Toward the end of his classic, The Great Divorce, C. S. Lewis depicts a young, grieving mother named “Pam” who is claiming that the love she has for her son, who died at an unfortunately early age, is what should grant her heaven. The angel of God points out that the lavish attention she showed her son, Michael, was never, in fact, true love, but her own possessiveness: “You’re treating God as only a means to Michael. But the whole thickening treatment consists in learning to want God for his own sake.” “You wouldn’t talk like that if you were a mother.” “You mean if I were only a mother. But there is no such thing as being only a mother. You exist as Michael’s mother only because you first exist as God’s creature. That relation is older and closer.”
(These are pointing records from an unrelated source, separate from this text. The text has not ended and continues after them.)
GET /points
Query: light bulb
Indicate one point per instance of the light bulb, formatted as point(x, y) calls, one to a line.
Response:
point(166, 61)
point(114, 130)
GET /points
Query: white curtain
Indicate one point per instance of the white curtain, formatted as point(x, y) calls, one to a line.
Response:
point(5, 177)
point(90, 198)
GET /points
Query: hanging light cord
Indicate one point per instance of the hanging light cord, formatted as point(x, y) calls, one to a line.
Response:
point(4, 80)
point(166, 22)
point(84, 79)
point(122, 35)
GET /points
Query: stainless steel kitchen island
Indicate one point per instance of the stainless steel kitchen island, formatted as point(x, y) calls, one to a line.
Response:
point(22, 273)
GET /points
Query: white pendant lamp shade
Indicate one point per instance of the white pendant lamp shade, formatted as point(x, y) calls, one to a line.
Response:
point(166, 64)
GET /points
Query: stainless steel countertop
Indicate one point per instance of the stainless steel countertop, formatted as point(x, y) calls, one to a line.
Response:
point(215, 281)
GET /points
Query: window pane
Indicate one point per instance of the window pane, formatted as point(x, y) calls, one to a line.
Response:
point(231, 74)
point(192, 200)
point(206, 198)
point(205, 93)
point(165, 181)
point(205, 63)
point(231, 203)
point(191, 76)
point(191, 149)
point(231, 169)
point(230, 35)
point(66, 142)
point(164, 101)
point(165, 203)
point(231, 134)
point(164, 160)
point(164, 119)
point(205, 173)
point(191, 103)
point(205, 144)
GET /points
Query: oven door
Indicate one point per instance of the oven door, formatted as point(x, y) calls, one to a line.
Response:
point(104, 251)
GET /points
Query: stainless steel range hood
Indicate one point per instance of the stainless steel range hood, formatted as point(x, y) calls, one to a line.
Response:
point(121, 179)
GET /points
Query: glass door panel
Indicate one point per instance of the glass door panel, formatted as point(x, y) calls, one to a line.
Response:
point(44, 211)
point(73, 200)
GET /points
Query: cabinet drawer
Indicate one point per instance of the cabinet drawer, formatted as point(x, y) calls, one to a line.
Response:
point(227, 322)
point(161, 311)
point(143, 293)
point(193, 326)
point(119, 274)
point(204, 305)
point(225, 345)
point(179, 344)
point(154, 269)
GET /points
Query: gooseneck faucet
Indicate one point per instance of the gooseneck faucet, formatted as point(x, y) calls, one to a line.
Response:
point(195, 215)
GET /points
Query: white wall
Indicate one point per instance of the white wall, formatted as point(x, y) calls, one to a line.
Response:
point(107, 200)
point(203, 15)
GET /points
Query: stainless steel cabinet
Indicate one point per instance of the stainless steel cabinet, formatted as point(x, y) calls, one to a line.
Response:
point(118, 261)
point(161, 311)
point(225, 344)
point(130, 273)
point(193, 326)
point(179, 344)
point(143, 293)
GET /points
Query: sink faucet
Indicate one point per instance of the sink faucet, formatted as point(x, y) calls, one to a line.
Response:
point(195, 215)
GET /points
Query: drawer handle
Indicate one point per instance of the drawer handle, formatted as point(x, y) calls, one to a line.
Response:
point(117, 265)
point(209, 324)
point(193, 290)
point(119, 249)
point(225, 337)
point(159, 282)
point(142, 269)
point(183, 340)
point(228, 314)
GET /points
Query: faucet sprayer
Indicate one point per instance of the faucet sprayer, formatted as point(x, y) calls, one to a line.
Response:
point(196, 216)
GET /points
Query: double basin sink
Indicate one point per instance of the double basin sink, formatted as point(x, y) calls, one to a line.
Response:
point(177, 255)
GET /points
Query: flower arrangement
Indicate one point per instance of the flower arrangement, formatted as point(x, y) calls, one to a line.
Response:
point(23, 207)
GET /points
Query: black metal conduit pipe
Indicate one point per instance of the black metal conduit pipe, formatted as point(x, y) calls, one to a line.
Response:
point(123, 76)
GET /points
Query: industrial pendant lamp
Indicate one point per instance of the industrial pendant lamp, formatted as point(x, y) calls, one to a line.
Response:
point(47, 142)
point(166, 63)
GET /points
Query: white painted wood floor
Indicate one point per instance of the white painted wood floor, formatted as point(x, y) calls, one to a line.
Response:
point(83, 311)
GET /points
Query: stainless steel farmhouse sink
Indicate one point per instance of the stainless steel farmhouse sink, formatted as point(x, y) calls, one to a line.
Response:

Today’s homily, then, can focus on how we Christians are currently landlocked, but are given the grace to live as if we were already in heaven. Heaven is not a place, but that relationship with Jesus Christ which transforms our every thought, word, and action here on earth. Christ does not want to take away our families, and our deepest desires, but to become the “glue” that holds them all together. As long as our hearts remain divided between creator and creatures, we will never be happy. Once we surrender all of our seemingly “human” loves, and plunge them into the Heart of Christ, thus allowing him to become the love that unites us to even the most natural of our affections, our world becomes consecrated. For this reason Jesus asks us today to put him first in order that we may love ourselves and others, not only rightly, but eternally.